Spotkała się z Yahontovem w małym gabinecie bez okien na drugim piętrze. Ściany były oklejone zieloną tapetą, a podłoga wyłożona szarą, brudną wykładziną. Na środku pokoju stało proste, drewniane biurko z obrotowym fotelem i zwykłym, starym krzesłem obitym czerwonym materiałem stojącym na przeciwko. Nastia usiadła na nim, podczas gdy dyrektor rozsiadł się w obrotowym fotelu. Zbadał ją wzrokiem, lisie oczy zdawały się agresywnie zielone. Poczuła pieczenie na policzku, gdy spojrzał na długi, czerwony strup.

- Przykro mi, że Baktin wykazał się taką pychą.- Zaczął spokojnie, nie spuszczając z niej wzroku.- Wiedziałem, że jest głupi i gburowaty, ale nie spodziewałem się, że jest aż tak nierozważny. Dostaniesz jego pensję z dziesięciu miesięcy, jako odszkodowanie i służbowy samochód.- Położył przed nią kopertę z kluczykami do czarnego mercedesa, jakim jeździł Baktin. Zmierzyła wzrokiem przełożonego i przerzuciła włosy na ramię tak, aby zakryły nieco ranę i siniaka przy kąciku oka.

- Dziękuję, dyrektorze, ale nie powinnam poruszać się samochodem. To mogłoby zaszkodzić misji.- Uśmiechnęła się przelotnie, obserwowała, jak dyrektor na chwilę marszczy brwi, po czym zabiera kopertę z kluczykami i chowa ją do skórzanej teczki.

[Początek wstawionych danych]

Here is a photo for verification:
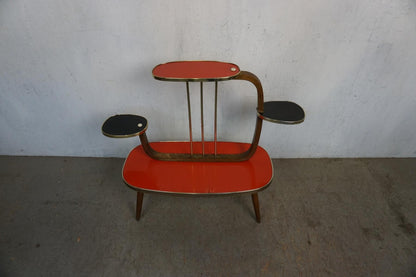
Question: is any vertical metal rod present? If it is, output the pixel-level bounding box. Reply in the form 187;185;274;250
186;82;193;155
200;82;204;156
214;81;218;156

- Masz rację.- Oznajmił.- Nalegam jednak, abyś przyjęła pieniądze. Bardzo dobrze się spisałaś, niezależnie od tego, co mówią te wygi z wydziału. Rozpracowywanie Vasilieva nie było łatwe, ale wiedziałem, że nie zawiedziesz, drogoya.- Uśmiechnął się gadzio.

- Było?- Zdziwiła się, czuła jak paraliżują ją zielone oczy.- Myślałam, że mam wydobyć informacje na temat Vaslieva przekazującego dokumenty Amerykanom?

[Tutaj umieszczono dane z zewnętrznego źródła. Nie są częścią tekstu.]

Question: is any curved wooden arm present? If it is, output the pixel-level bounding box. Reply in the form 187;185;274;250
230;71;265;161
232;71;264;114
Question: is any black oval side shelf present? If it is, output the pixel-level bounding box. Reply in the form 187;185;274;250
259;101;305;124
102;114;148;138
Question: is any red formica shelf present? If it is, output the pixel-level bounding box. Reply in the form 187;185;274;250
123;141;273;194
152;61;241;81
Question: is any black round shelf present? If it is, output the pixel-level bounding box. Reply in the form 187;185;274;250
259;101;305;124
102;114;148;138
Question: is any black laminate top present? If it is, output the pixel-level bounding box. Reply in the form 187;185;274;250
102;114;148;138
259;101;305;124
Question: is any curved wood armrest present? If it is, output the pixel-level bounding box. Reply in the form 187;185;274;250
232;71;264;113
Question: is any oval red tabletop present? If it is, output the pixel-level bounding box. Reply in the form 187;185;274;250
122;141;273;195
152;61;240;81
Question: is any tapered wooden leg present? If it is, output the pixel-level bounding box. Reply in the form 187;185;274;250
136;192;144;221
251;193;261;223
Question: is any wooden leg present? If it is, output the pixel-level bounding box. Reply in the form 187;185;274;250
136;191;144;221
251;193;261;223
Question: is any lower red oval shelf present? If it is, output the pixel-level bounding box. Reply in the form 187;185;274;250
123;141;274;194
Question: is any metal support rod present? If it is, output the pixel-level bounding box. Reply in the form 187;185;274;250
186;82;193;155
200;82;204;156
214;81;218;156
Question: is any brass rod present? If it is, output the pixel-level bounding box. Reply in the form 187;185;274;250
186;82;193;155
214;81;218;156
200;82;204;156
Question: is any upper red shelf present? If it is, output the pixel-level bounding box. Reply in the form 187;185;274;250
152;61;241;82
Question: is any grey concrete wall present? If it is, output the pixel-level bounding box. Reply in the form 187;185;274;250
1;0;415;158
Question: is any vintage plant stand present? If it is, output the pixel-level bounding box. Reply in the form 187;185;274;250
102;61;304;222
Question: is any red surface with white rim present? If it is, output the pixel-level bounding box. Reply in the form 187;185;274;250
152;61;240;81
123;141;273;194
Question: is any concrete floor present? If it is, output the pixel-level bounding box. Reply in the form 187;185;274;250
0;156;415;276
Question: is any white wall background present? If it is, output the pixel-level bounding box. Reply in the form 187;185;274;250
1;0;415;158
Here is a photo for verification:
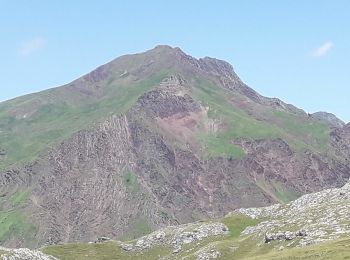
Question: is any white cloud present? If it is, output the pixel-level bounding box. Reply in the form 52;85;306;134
18;37;46;57
312;42;334;58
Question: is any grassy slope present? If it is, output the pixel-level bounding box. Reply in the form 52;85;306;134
42;242;171;260
190;78;330;159
246;237;350;260
0;190;35;244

- To prawda, ale sytuacja stała się...proshche. Łatwiejsza.- Wyciągnął kolejną, grubą kopertę i podsunął ją w kierunku Nastii. W środku był potężny plik czarnobiałych zdjęć, związanych recepturką i nieduży dyktafon.- Dwa dni temu Vasiliev spotkał się w parku z naszym agentem w CIA. Przekazał mu tajne dokumenty FSB w zamian za dwieście pięćdziesiąt tysięcy dolarów. Nasz człowiek nagrał ich rozmowę, jeśli chciałbyś odsłuchać. Mamy już wszystko, czego potrzebujemy, by wydać nakaz aresztowania.

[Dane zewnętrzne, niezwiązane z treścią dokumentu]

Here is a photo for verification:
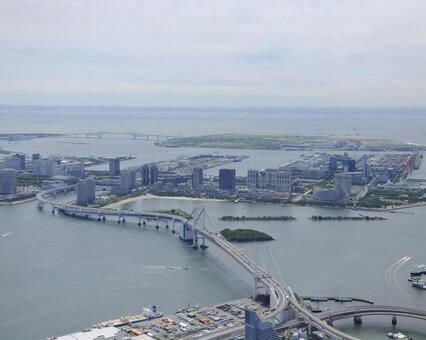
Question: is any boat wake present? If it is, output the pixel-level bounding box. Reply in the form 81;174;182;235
148;265;189;271
384;256;411;296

- Chyba, że wcześniej spotka go nieszczęśliwy wypadek.- Dokończyła za Yahontova, który znów uśmiechnął się i nachylił w jej stronę splatając dłonie na blacie.

- Nie możemy ryzykować zostawienia go przy życiu. Jestem pewien, że doskonale to rozumiesz, w końcu jesteś w zawodzie odkąd byłaś dzieckiem. Widzisz, jacy ludzie są na prawdę i potrafisz to wykorzystać, zawsze jesteś o krok przed nimi. Wiedziałaś, jakie zadanie ci powierzyłem i jak misja miała się zakończyć. Vasiliev jest zdrajcą i dostanie, na co zasłużył.- Odsunęła od siebie żółtą kopertę, wcale nie potrzebowała i nie chciała słuchać nagrania. W pokoju było gorąco, miała wrażenie, że jest czerwona na twarzy, a blade światło jarzeniówek drażniło jej oczy. Zamrugała szybko i przełknęła ślinę. Mogła niemal poczuć ciepłą krew Anatolyego na dłoniach. Weź się w garść, to twoja praca. Rób, co masz robić, a może kiedyś dadzą ci spokój. Pokiwała głową.

- Oczywiście.- Powiedziała. Yahontov wstał, zacisnął dużą dłoń na uchwycie teczki i posłał jej przelotny uśmiech. Nastia czuła, jak zaciska jej się żołądek. Starała się wyrzucić z głowy twarz Vasilieva, nie myśleć o pracy, zanim przyjdzie czas ją wykonać. Yahontov ścisnął jej ramię, zanim wyszli z gabinetu.

Gdy wróciła do mieszkania podłoga była czysta, wszystko znów było na swoim miejscu, a po ciele skrytobójcy Baktina nie było śladu. Spojrzała na zimne tosty leżące na pożółkłym blacie i przypomniała sobie, że jedyną patelnię, jaką dało jej SWR rozwaliła na głowie tamtego wariata z nożem.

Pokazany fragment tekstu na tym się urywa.